En voyant entrer un Franc, le cawadji donna, pour lui faire honneur, une impulsion furibonde à son luminaire ; les verres se mirent à danser ainsi que des feux follets, et le lustre nautique tangua et roula comme une caravelle dans une tempête en répandant une rosée d’huile rance.

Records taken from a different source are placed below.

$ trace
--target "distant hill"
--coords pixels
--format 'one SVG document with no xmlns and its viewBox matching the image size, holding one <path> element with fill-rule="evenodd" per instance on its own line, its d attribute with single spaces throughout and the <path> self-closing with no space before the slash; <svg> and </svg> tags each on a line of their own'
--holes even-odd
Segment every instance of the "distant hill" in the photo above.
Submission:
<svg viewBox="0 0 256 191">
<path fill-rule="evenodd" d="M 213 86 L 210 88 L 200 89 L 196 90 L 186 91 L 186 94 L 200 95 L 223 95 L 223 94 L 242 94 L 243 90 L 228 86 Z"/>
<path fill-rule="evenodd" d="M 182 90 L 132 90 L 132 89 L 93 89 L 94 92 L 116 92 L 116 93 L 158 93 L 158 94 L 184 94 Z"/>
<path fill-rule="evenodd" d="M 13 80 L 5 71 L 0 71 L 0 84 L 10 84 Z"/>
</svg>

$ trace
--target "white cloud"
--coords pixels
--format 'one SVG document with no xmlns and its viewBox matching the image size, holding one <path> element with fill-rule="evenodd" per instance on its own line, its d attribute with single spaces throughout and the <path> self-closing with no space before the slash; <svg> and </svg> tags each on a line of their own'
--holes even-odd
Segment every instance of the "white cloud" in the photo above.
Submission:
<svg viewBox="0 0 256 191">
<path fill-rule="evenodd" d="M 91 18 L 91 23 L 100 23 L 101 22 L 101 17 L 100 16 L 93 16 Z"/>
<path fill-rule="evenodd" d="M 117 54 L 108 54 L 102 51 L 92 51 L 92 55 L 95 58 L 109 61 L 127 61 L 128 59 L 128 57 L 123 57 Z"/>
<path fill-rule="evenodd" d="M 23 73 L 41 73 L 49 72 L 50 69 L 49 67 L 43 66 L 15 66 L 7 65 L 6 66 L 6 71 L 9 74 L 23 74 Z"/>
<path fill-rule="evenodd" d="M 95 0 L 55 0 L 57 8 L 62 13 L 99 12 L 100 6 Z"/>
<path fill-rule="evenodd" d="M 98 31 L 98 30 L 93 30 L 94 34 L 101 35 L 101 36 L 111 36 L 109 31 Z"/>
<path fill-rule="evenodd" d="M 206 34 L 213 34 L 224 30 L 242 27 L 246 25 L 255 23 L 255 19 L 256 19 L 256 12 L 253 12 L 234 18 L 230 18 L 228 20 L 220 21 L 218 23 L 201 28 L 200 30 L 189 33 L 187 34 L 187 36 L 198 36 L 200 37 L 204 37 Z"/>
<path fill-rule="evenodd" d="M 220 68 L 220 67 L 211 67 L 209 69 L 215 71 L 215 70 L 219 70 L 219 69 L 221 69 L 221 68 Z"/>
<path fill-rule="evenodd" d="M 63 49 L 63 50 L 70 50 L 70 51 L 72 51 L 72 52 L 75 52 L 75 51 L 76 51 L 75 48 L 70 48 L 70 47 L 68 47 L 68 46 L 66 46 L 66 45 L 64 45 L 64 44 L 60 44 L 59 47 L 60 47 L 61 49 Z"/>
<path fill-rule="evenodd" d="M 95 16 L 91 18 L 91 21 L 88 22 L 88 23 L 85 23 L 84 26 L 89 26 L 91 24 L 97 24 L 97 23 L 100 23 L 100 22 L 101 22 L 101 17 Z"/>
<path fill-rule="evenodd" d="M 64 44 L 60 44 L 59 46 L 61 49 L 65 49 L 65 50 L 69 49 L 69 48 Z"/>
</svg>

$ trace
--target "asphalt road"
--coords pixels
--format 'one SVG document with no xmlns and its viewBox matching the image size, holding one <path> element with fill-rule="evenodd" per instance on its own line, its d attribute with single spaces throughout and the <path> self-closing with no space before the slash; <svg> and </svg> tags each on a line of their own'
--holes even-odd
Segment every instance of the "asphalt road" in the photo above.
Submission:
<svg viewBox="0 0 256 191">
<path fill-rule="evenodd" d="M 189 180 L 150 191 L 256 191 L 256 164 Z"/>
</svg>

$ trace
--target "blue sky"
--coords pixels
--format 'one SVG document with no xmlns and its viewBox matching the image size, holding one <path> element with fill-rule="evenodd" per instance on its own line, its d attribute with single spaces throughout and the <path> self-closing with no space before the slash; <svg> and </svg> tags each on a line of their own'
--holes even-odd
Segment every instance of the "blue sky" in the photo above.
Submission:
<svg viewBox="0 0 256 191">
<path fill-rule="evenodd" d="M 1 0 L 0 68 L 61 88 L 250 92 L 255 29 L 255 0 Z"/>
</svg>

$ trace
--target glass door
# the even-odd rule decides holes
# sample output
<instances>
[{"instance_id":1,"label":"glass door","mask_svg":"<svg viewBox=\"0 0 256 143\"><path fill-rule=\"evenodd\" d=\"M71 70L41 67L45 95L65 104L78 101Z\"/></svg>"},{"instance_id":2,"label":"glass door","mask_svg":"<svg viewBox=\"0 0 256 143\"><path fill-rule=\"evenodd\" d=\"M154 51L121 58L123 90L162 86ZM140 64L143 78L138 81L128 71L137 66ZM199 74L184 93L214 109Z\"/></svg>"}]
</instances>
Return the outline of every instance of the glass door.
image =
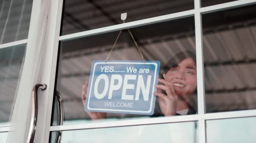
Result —
<instances>
[{"instance_id":1,"label":"glass door","mask_svg":"<svg viewBox=\"0 0 256 143\"><path fill-rule=\"evenodd\" d=\"M34 1L27 39L0 45L0 50L9 47L7 53L15 51L13 46L27 45L24 70L16 82L23 84L17 98L31 98L24 95L31 95L35 84L47 85L38 92L34 142L255 142L256 29L252 16L256 4L250 0ZM124 22L120 15L125 12ZM146 60L161 63L163 83L156 86L161 90L154 95L154 114L86 111L92 62L106 60L120 30L110 60L141 60L128 29ZM10 57L16 55L11 53L3 58L8 64L1 66L12 63ZM4 92L13 92L7 80L13 76L6 74L13 74L12 68L3 70L8 71L3 76ZM31 81L25 82L28 79ZM15 106L24 105L22 101L16 99ZM25 115L30 117L29 112ZM21 113L13 113L11 124L15 118L23 118L17 123L24 126L29 123ZM12 126L2 124L0 136L6 136ZM28 130L22 131L27 137Z\"/></svg>"},{"instance_id":2,"label":"glass door","mask_svg":"<svg viewBox=\"0 0 256 143\"><path fill-rule=\"evenodd\" d=\"M228 64L233 63L223 64L223 62L220 60L225 56L218 52L221 54L225 53L224 50L220 52L219 49L231 48L228 48L230 45L223 45L228 42L223 40L227 39L223 39L222 29L218 28L222 27L223 25L230 27L230 25L241 22L241 18L236 17L237 15L234 14L241 13L239 12L243 11L240 18L248 18L245 21L249 20L250 15L253 15L250 10L253 8L250 7L255 5L253 1L233 1L219 0L214 4L203 0L180 1L179 4L168 1L154 0L64 1L55 91L53 99L48 101L53 102L49 130L49 142L119 142L125 140L127 142L165 141L205 143L207 138L210 142L214 140L212 131L218 130L216 128L217 130L214 130L215 128L211 126L206 128L207 124L214 123L217 127L216 125L222 124L221 119L255 116L253 105L255 103L247 100L243 102L242 101L245 101L243 96L235 95L244 90L238 89L235 90L235 93L229 92L232 95L229 96L230 102L240 99L241 102L238 102L241 104L240 105L223 109L226 104L231 102L219 104L221 98L226 98L224 93L233 89L225 88L224 85L231 80L222 78L220 73L214 70L218 68L224 70L228 68L226 67L229 66ZM215 4L218 4L212 5ZM126 12L128 13L127 19L123 23L120 19L120 14ZM225 15L229 17L221 16ZM210 22L211 19L216 21ZM232 27L235 27L238 28ZM85 111L86 81L89 80L92 62L106 59L120 30L123 30L123 33L119 37L110 59L140 60L141 57L134 46L129 33L126 31L128 29L132 33L145 58L161 62L160 78L164 78L163 75L167 74L170 70L179 72L179 66L184 63L182 61L185 60L189 59L192 65L195 64L195 73L191 71L185 73L191 76L186 77L186 79L193 75L194 78L189 79L190 82L184 83L184 85L176 84L180 86L196 85L194 88L189 88L189 102L186 101L185 103L189 107L185 110L179 108L176 111L176 114L184 115L170 116L166 114L161 108L162 102L159 97L157 98L154 114L152 116ZM254 31L252 31L254 33ZM209 39L208 36L211 34L217 38ZM220 37L220 35L222 36ZM224 38L229 38L230 40L236 40L233 35L225 35ZM218 40L214 41L216 38ZM242 44L244 42L240 41ZM254 43L252 42L250 46L253 48ZM219 45L222 44L226 46L220 47ZM236 48L239 49L238 47ZM183 54L180 54L181 52ZM231 52L234 53L230 55L233 56L231 57L230 60L238 58L239 55L236 55L234 51ZM177 56L179 54L183 55ZM170 61L176 64L170 65ZM234 68L238 71L238 67ZM251 75L247 74L249 76ZM174 74L171 74L170 76ZM185 76L183 76L179 78L185 79ZM251 77L252 79L253 77ZM185 80L184 82L189 82L189 80ZM238 85L239 81L236 80ZM251 82L253 82L251 80ZM193 84L194 83L195 84ZM221 86L223 89L216 89L215 86L211 86L214 83L214 86ZM243 83L244 85L246 85L245 82ZM60 104L61 102L57 101L60 95L63 103ZM253 94L248 96L250 99L255 97ZM59 104L62 105L62 107ZM246 106L249 104L250 106ZM47 120L50 120L50 116L47 116ZM60 120L60 118L64 120ZM241 119L247 120L246 118ZM235 122L237 121L235 119L223 121ZM184 134L189 136L183 137ZM247 136L249 140L253 139L252 134L249 134ZM225 139L231 142L234 140L228 137Z\"/></svg>"}]
</instances>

Il faudrait, pour bien rendre la physionomie des habitués de ce bouge, le crayon de Raffet ou le pinceau de Decamps ; ce ne serait pas trop. Il y avait là des gaillards aux moustaches rébarbatives, au nez martelé de tons violents, au teint de cigare de Havane et de brique cuite, aux grands yeux orientaux noirs et blancs, aux tempes rasées et bleuâtres, d’une touche féroce et d’un accent extraordinaire, — de ces têtes que l’on n’oublie pas quand on les a vues une fois, et qui rendent molles toutes les sauvageries des maîtres les plus truculents.
L’incertaine clarté des veilleuses oscillantes les ébauchait dans la fumée de tabac par plans abruptes, par méplats inattendus, et de fortes ombres de momie, de terre de Sienne et de bitume relevaient énergiquement la lumière rembranesque des reliefs. Au lieu de la tranquille muraille d’un café, on leur rêvait involontairement pour fond les âpres rochers d’une gorge de montagne, ou les noires anfractuosités d’une caverne de brigands, quoique ce fussent, après tout, les plus honnêtes gens du monde ; car des nez recourbés, de fortes couches de hâle, des sourcils en broussaille et des crânes à tons faisandés, ne font pas l’âme scélérate, et ces êtres d’apparence farouche humaient leur café et se livraient aux douceurs du kief avec une placidité étonnante pour des mortels si caractéristiques et si dignes de servir de modèle aux bandits de Salvator Rosa ou d’Adrien Guignet.